Throughout his life Orson Welles was a voracious reader, turning to great works of literature time and time again, and adapting them for the stage, screen and radio. Even in his original works it is hard not to see certain references and characters borrowed from some of history’s most important writers, and moulded to fit with Welles’ distinctive cinematic visions. How much he directly borrowed for his original screenplays is open to debate, but one figure that he seems to have lifted is one of Charles Dickens’ most famous creations: Great Expectations‘ Miss Havisham.
Is she crying for the loss of his life? Or the loss of her own?
Whether intentionally or subconsciously, Welles took this lonely and bitter archetype and weaved his own version into his debut masterpiece CITIZEN KANE. Like Miss Havisham, Charles Foster Kane’s second wife Susan Alexander Kane is a character trapped by her past and unable to move on from a man whose own personal failings end up defining the rest of her life.
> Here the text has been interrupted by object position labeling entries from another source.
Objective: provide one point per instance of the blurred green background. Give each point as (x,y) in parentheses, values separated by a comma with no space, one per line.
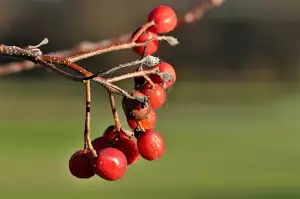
(230,123)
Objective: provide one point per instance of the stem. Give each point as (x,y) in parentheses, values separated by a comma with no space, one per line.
(188,17)
(131,75)
(122,46)
(149,81)
(87,139)
(149,61)
(114,111)
(140,126)
(142,30)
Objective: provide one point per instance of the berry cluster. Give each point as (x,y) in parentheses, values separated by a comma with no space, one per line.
(117,148)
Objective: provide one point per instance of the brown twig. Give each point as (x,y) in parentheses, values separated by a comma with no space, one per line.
(87,139)
(132,75)
(189,17)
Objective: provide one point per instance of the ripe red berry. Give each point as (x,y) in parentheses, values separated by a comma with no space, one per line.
(134,109)
(164,17)
(80,164)
(164,68)
(129,148)
(151,145)
(148,123)
(156,95)
(101,143)
(151,46)
(110,164)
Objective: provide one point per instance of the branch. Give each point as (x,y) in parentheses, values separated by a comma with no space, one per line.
(190,17)
(114,111)
(87,139)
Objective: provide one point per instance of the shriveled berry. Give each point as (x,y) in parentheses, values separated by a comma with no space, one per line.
(164,17)
(80,164)
(148,123)
(134,109)
(164,67)
(101,143)
(151,145)
(129,148)
(156,95)
(152,46)
(110,164)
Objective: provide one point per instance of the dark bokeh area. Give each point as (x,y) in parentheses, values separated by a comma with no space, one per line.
(230,123)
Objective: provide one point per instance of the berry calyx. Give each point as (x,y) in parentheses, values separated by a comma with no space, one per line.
(152,46)
(156,95)
(164,67)
(148,123)
(110,164)
(134,109)
(80,164)
(129,148)
(112,134)
(101,143)
(151,145)
(164,17)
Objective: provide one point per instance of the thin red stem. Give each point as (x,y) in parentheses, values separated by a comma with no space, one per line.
(114,111)
(87,139)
We first meet Mrs Kane in a little, run-down music venue. The camera pans through the rooftop-sign bearing her name, before passing through the skylight. It was one of the most technically advanced pieces of camera work of its time and is a great example of Welles’ innovative approach to cinema. Susan is sat hunched over a table, tears in her eyes, having just learnt of her ex-husband’s death. When Mr Thompson, a journalist trying to find out the meaning of Kane’s mysterious last word “Rosebud”, approaches the widower he is barked away. At first we assume her tears are mournful, but as the film develops we realise that perhaps it is not that simple. Is she crying for the loss of his life? Or the loss of her own?
Susan’s marriage to Kane has left her an emaciated, depressed widow…
When we return to Susan later in the film she is less hostile, and she reveals to Thompson the secrets of her unsatisfying marriage to a self-centred megalomaniac. Through flashbacks we find out about their initial affair that ruined Charles’ first marriage and thwarted his fledgling political career; how he pushed her into an opera career in which she had no hope of succeeding; and finally we see the withering of their loveless marriage, ending ignobly in Kane’s lonely, self-created Xanadu.
Susan’s marriage to Kane has left her an emaciated, depressed widow, and as Thompson learns of the tragedy of her life, we are reminded of Pip’s encounter with the spectre-like Miss Havisham. However, while they have many similarities, Susan is not as maniacal or as cruel as Dickens’ creation. She doesn’t toy with Thompson as Miss Havisham does with Pip. Instead, through melancholic words, she laments a man who cared more about collecting statues than he did about his wife.
…tediously completing crossword puzzles in lonely halls and occasionally being slapped by her husband…
Whilst Miss Havisham’s downfall was that Compeyson ran out on her before their wedding, Susan’s great tragedy was the fact that her marriage simply went on too long – tediously completing jigsaw puzzles in lonely halls and occasionally being slapped by her husband. Instead of the revenge that Miss Havisham craves, Susan wishes nothing more than to be left alone so she can drink highballs into the early hours of the morning, and ignore the inescapable fact that she has wasted her life.